In a news release late Friday, in response to the development, Hunter revealed that talks between the state and five tribes have been occurring since another criminal appellate case, one filed by Patrick Dwayne Murphy, made it to the Supreme Court citing similar jurisdictional claims as McGirt.
“Since the Murphy case went before the U.S. Supreme Court over two years ago, we have been meeting regularly with the Muscogee (Creek), Seminole, Cherokee, Chickasaw and Choctaw Nations to discuss potential legislation, so Chief Hill’s statements today come as a stunning and regrettable reversal of commitments and assurances to me,” Hunter said.
“This is neither in the best interest of the state of Oklahoma nor its tribal citizens,” Hunter continued. “Legislation is necessary to clarify the criminal and civil uncertainty created by the McGirt decision.”
The agreement-in-principle announced Thursday would have rolled back criminal jurisdiction in most criminal cases to the pre-McGirt status, with the state assuming jurisdiction.
Since the McGirt decision, federal prosecutors have assumed jurisdiction in a handful of cases that involved American Indians and crimes committed within the Muscogee (Creek) Nation reservation.
Earlier Friday, the Seminole Nation released a statement attributed to Chief Greg P. Chilcoat indicating that the Seminole Nation had not formally approved the pact announced Thursday.

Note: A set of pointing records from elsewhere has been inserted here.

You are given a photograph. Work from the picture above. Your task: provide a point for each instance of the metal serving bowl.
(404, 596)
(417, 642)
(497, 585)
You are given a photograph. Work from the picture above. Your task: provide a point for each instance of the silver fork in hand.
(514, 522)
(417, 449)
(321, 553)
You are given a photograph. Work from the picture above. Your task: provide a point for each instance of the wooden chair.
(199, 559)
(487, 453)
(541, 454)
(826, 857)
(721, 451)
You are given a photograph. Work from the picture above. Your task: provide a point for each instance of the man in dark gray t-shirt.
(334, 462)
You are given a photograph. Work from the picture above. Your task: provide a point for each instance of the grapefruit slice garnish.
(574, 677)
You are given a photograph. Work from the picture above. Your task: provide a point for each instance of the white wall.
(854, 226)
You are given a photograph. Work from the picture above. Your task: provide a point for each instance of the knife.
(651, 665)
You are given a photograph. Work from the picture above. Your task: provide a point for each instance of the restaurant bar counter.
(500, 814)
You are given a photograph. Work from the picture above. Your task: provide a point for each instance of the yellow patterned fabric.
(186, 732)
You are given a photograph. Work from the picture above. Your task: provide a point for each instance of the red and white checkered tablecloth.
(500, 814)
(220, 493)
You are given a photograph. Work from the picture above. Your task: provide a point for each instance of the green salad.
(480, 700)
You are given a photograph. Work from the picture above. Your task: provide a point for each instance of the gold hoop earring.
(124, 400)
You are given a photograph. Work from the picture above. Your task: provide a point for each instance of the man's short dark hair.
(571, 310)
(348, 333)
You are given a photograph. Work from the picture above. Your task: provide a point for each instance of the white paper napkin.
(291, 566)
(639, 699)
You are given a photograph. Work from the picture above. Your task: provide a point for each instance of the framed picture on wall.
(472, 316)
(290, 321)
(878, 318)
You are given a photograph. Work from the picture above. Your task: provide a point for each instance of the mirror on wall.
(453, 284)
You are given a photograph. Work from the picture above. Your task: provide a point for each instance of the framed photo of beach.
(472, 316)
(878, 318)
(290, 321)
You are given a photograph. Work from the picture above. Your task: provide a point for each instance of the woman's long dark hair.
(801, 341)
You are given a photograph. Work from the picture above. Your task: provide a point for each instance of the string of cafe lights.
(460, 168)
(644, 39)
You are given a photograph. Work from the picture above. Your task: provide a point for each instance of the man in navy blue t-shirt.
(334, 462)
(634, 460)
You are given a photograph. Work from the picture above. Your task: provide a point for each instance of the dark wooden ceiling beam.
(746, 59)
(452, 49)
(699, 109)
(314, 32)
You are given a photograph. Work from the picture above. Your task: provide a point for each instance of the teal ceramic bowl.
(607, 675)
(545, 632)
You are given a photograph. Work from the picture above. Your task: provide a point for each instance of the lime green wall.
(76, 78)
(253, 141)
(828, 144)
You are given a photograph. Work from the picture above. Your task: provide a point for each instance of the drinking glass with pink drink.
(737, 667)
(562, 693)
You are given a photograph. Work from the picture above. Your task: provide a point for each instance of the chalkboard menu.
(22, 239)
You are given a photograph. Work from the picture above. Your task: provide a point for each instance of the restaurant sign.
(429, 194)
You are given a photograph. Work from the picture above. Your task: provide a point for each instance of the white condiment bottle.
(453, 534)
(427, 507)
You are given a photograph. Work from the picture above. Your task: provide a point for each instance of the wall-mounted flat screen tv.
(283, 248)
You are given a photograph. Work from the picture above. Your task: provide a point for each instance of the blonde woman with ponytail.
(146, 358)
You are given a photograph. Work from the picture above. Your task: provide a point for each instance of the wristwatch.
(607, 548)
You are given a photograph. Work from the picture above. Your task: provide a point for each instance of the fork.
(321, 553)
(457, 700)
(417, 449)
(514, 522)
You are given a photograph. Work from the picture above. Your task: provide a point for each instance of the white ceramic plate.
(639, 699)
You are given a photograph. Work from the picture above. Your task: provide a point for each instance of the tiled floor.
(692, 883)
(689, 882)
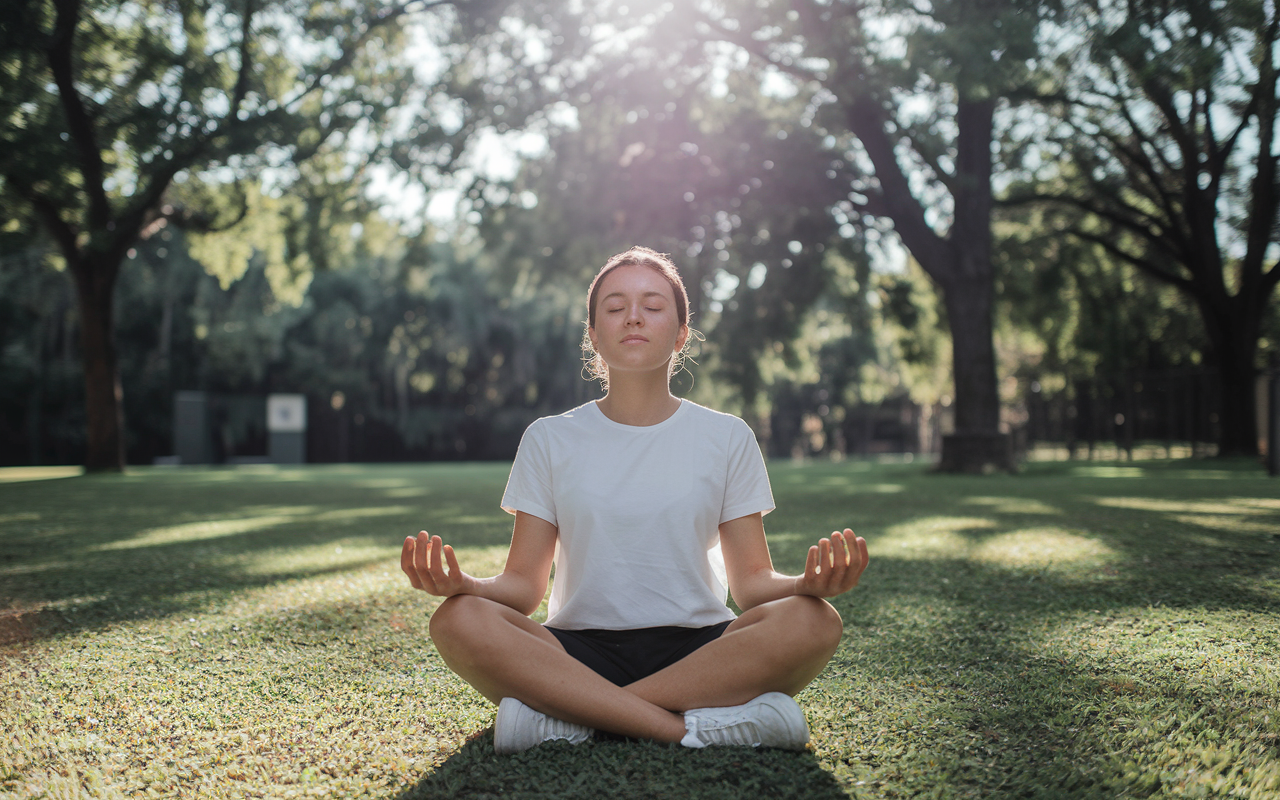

“To be clear, the Seminole Nation has not been involved with discussions regarding proposed legislation between the other four tribes and the State of Oklahoma,” Chilcoat said.
“Furthermore, the Seminole Nation has not engaged in any such discussion with the State of Oklahoma, including the Attorney General, to develop a framework for clarifying respective jurisdictions and to ensure collaboration among tribal, state and federal authorities regarding the administration of justice across Seminole Nation lands.”
Rob Rosette, attorney general for the Seminole Nation, said Friday that neither Chilcoat nor he was aware of the agreement-in-principle prior to its announcement.
Positive statements attributed to Chilcoat in the news release about the agreement were in regard to the Muscogee (Creek) Nation seeing its historic sovereign status being affirmed by the Supreme Court, Rosette said.
Hill, meanwhile, in his letter addressed to Muscogee (Creek) Nation citizens, said that while he believes that the tribes, state and federal government should work together on the jurisdictional issue, he said he did not believe the collaboration between the state and tribes requires any additional federal legislation.
“The Nation will continue to pursue all appropriate intergovernmental agreements to ensure public safety within its borders, as intergovernmental agreements are the hallmark of respect among sovereigns,” Hill wrote. “In fact, many agreements already exist and we will continue to build upon them, but the Muscogee (Creek) Nation will oppose any proposed legislation that diminishes the Nation’s sovereignty.”
Hunter, in his statement, appeared to hold hope that the deal could be salvaged.
“I am deeply disappointed in Chief Hill for withdrawing from this process,” Hunter said. “It is my hope that both the Muscogee (Creek) Nation and the Seminole Nation will recommit to our agreement on legislation that preserves public safety and promotes continued economic growth.”